Siap Tinggalkan TPA Bakung, DLH Balam Bakal Olah Sampah jadi Listrik
- Pemerintah Kota Bandar Lampung menyiapkan sistem baru pengelolaan sampah, menggantikan TPA Bakung dengan fasilitas pengolahan sampah menjadi listrik di Kota Baru mulai 2028.
- Proyek ini akan dimulai dengan proses tender pada 2026 dan pembangunan fasilitas hingga 2027, melibatkan pihak ketiga sebagai pengelola utama.
- Dengan produksi sampah mencapai 700–800 ton per hari, proyek ini juga akan didukung oleh Lampung Selatan dan Lampung Timur agar memenuhi kapasitas minimal 1.000 ton per hari.
Bandar Lampung, IDN Times – Pemerintah Kota Bandar Lampung melalui Dinas Lingkungan Hidup (DLH) menyiapkan perubahan besar dalam sistem pengelolaan sampah.
Pelaksana Harian (Plh) Kepala Dinas Lingkungan Hidup (DLH) Bandar Lampung, Budi Ardiyanto mengatakan mulai 2028, seluruh sampah dari kota ini direncanakan tidak lagi dibuang ke Tempat Pembuangan Akhir (TPA) Bakung, melainkan dialihkan ke fasilitas pengolahan sampah regional di Kota Baru, Lampung Selatan.
Ia menyampaikan, pengelolaan tersebut akan dilakukan oleh pihak ketiga melalui kerja sama proyek yang sudah dirancang sejak 2025.
“Pengelolaan sampah nanti akan dilakukan dengan konsep pengolahan menjadi energi listrik. Lokasinya direncanakan di Kota Baru,” katanya Rabu (29/4/2026).
1. Mulai bertahap

Budi menjelaskan, proses tender proyek akan dimulai pada 2026 untuk menentukan pihak pelaksana pembangunan. Setelah itu, pembangunan fasilitas pengolahan ditargetkan berlangsung hingga 2027.
“Setelah ada pemenang tender, pembangunan sarana dan prasarana dilakukan 2026 sampai 2027. Targetnya 2028 sudah mulai operasional,” jelasnya.
Jika proyek berjalan sesuai rencana, seluruh sampah dari Bandar Lampung akan dikirim ke fasilitas tersebut untuk diolah menjadi energi.

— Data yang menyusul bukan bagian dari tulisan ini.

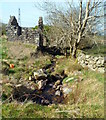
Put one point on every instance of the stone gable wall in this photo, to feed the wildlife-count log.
(25, 34)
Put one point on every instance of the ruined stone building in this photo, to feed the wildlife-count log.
(25, 34)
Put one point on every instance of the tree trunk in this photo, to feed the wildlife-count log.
(74, 49)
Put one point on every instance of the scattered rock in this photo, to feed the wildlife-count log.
(57, 93)
(40, 75)
(70, 79)
(45, 102)
(66, 90)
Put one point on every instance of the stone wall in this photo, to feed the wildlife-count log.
(95, 63)
(25, 34)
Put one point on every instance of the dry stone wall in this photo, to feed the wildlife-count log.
(95, 63)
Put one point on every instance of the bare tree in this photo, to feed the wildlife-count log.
(72, 25)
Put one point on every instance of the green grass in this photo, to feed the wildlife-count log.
(86, 99)
(97, 50)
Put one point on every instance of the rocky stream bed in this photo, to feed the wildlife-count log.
(43, 87)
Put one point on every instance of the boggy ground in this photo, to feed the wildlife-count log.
(86, 99)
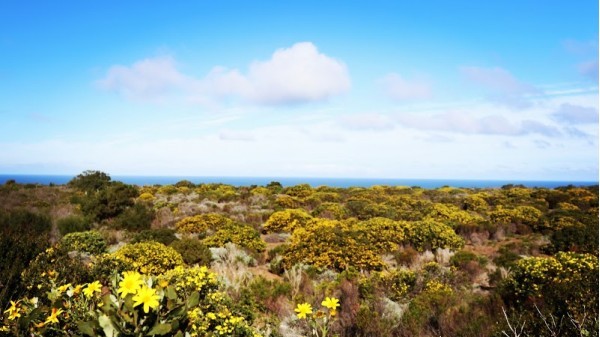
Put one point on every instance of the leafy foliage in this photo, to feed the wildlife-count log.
(239, 234)
(73, 223)
(149, 257)
(202, 222)
(193, 251)
(286, 220)
(23, 235)
(91, 242)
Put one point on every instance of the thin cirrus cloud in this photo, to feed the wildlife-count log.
(298, 74)
(399, 88)
(576, 114)
(367, 121)
(502, 86)
(589, 69)
(461, 123)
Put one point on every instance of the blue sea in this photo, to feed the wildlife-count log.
(291, 181)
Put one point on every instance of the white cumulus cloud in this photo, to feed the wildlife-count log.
(298, 74)
(292, 75)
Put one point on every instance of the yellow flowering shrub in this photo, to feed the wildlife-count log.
(318, 323)
(149, 257)
(177, 303)
(202, 222)
(563, 276)
(146, 196)
(331, 244)
(240, 234)
(452, 215)
(287, 220)
(330, 210)
(430, 234)
(385, 235)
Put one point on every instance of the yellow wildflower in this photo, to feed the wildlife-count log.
(53, 318)
(64, 288)
(94, 287)
(331, 303)
(303, 309)
(131, 283)
(146, 296)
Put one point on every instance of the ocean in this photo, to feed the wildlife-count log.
(291, 181)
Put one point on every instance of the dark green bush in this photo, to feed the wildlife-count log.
(163, 235)
(23, 235)
(135, 218)
(90, 242)
(55, 265)
(461, 258)
(506, 257)
(72, 224)
(193, 251)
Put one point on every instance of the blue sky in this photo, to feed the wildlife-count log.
(389, 89)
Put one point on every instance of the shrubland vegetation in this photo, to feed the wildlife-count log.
(102, 258)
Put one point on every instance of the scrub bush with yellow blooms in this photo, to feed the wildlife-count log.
(202, 222)
(331, 244)
(568, 278)
(180, 302)
(287, 220)
(564, 285)
(240, 234)
(318, 323)
(149, 257)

“Insya Allah, semua sampah dari Bandar Lampung akan kita kirim ke sana. Jadi habis semua dikelola oleh mereka, kita hanya bertugas mengantarkan,” ujarnya.
2. Produksi sampah capai 800 ton per hari

Saat ini, volume sampah di Bandar Lampung mencapai 700 hingga 800 ton per hari. Untuk memenuhi kebutuhan operasional minimal fasilitas, proyek ini juga melibatkan daerah lain.

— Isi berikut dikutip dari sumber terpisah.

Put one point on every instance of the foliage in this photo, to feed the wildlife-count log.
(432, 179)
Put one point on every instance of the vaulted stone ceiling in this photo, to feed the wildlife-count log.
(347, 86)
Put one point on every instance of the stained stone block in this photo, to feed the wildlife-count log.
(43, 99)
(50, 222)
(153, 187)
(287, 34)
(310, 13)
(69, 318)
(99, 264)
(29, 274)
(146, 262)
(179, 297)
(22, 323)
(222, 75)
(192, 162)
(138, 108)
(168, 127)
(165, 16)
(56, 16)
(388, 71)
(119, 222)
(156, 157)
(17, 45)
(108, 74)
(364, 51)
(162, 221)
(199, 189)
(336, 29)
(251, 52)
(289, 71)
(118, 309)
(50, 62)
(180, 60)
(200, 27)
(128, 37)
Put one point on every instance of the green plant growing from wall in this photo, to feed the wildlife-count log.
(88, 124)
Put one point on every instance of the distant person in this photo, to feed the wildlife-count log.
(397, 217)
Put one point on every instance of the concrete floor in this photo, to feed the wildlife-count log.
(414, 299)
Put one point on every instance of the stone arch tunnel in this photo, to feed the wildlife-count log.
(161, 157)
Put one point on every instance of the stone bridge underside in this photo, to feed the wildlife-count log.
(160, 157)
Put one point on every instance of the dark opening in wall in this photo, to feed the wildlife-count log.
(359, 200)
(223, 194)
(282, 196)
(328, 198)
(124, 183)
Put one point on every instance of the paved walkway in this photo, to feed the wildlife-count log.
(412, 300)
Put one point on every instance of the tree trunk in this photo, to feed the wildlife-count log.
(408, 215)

“Kita juga didukung Lampung Selatan dan Lampung Timur. Karena syarat minimalnya sekitar 1.000 ton per hari,” jelas Budi.
3. Nasib TPA Bakung masih menunggu keputusan

Terkait TPA Bakung, Budi menyebut pemerintah telah menyiapkan rencana lanjutan. Namun, detailnya belum bisa disampaikan karena masih menunggu arahan dari wali kota.
“Untuk TPA Bakung, sudah ada agenda ke depan, tapi saat ini belum bisa kami sampaikan,” tambahnya.
Dengan sistem baru ini, pemerintah daerah hanya akan fokus pada pengumpulan dan pengiriman sampah. Sementara proses pengolahan sepenuhnya ditangani oleh pihak pengelola.